She runs across to a far corner where the record player lies, in an open cabinet, and Alistair lumbers after her, anxious to please, his eyes filled with adoration. 

"Mummy, aren't there any newer records? These are so OLD."

"Those are all we have, dear," Mrs. Lee says, looking rather agitated. "Nobody listens to records anymore." Chloe turns her back on her, and starts to sift through the stack of records, Alistair at her elbow, talking in low voices. 

Mrs. Lee says to me, a little apologetically, "We've had that record player for years, it's very old, my husband bought it when we were first married -  it must have been oh, 32, 33 years ago...how time flies..."

"I'm tired," I say. "I think I will say good night." 

Mrs. Lee rises from her chair. "I'm tired too, I'll go to my room. Good night." 
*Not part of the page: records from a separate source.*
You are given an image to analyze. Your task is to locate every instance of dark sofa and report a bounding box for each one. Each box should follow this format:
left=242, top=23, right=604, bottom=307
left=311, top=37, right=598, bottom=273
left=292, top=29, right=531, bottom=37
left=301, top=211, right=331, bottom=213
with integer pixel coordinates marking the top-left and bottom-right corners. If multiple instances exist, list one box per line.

It is Caspian who opens the door for us. Mrs. Lee climbs up the stairs, and disappears around the bend.

He is standing very still, blocking my path.

"Well, good night," I say, avoiding his eyes,  a little tremor running down my spine as I squeeze past him. I have forgotten how tall he is, how magnetic. 

"Wait."

He catches my hand in his.

"It has been a long time...nereid..."

And the world stops.

Everything stops.

Dimly, I am aware of snatches of voices coming to me from across a huge divide; familiar yet strange, distant, disembodied.

     - he's taking so long -

    - what say we dance first? -

     - well, I don't know -

    - oh, please, Miss Chloe -

    - well -

    - oh, please, just one dance -

    - oh, very well, if you insist -

I can't breathe.

His hand is holding mine, his palm warm, strong, rough against mine. 

I lift my eyes to his, and meet the quizzical glance that has disturbed me so; I look at his face, the face that has troubled my nights, and my waking hours, and plagued me with strange, restless dreams. I look at his lips, and I feel weak suddenly, as I remember the wild tumult those lips had stirred in me, and I draw in my breath shakily, the treacherous colour suffusing my cheeks, my heart hammering, pounding in my chest, my ears, so loudly - surely, surely, he can hear it?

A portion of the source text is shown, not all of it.